The comm link chimes again a few minutes later as Bruce is driving through Gotham towards the cave.

“One witness, she reports seeing an armed white male exit the building shortly after hearing shots fired. At least 6ft, dark hair with a white highlight, wearing a dark colored jacket and jeans and a light t-shirt. Possibly injured, she said he didn’t seem very steady on his feet. She didn’t get a good look at his face, but the description should be enough for Oracle to track him along the cameras,” Nightwing reports. He pauses for a second, and when he speaks next, it’s laced with humor but a little more Dick Grayson than Nightwing. “So we’re buying this guy a beer, right?”

Bruce doesn’t dignify that with a response. Instead, he waits for Oracle’s findings. Bruce is back at the cave in front of the computer before she connects in to the comm system again

“No hits matching the description on any of the nearby cameras, but I’ve got… I’ve got a match to someone who was spotted heading into Crime Alley about twenty minutes after the shooting. But… the guy I’ve got on the camera? He looks like Jason,” Oracle breathes. “I’m sending the footage to you now, Batman.”

Bruce freezes. Jason is dead, there’s no way that the man in the footage could be him. But if the resemblance was enough to make steadfast, reasonable Barbara say something about it, to warn him before sending the video…
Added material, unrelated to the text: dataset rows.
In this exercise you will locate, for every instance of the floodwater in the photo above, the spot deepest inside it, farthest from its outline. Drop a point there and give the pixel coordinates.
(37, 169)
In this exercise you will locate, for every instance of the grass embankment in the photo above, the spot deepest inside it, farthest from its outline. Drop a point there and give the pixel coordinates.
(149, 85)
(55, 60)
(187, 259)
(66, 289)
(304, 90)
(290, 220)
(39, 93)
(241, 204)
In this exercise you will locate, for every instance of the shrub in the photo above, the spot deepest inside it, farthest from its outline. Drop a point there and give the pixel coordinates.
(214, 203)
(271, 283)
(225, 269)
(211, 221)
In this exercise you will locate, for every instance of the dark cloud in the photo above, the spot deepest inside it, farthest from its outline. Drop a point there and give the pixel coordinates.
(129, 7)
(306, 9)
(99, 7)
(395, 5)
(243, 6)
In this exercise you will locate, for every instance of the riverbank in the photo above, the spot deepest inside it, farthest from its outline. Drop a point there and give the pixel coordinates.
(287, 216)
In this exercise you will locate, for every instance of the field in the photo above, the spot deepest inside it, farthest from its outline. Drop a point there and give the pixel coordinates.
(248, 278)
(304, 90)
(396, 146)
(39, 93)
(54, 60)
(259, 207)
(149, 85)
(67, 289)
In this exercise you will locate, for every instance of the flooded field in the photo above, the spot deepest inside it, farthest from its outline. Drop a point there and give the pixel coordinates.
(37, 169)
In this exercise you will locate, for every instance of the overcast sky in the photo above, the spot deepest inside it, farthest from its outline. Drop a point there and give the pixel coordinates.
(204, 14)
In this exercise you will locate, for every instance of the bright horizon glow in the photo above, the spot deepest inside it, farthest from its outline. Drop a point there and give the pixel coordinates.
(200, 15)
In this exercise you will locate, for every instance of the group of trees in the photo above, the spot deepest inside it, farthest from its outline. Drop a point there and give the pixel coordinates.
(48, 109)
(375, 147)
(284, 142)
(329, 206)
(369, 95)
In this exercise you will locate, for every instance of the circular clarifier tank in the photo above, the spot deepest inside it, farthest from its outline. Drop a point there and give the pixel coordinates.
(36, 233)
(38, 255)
His mind jumps through the possibilities as he waits for the video to download to the screen in the Batmobile. Shapeshifter metas, clones, illusion magic… because Jason is dead. It can’t be Jason, even if there’s enough of a passing resemblance to give Barbara pause.

The video plays on the computer screen, taken from a camera at the end of an alleyway. A figure — dressed much like the witness described, in a black jacket with a light grey shirt and dark wash jeans — stumbles past the end of the alley, and then doubles back to duck into the alley itself. A moment later, he sees the reason for the change of direction, as red and blue flashing lights tear past. The figure staggers a little and then heaves, leaning over to vomit on the ground of the alley, arm wrapped around his stomach. He’s facing away from the camera, but when he straightens up and glances around, there’s a moment where the camera at the end of the alley catches his face in three quarters profile, illuminated enough by the reflection of streetlights in the puddles to highlight his features in muted amber light.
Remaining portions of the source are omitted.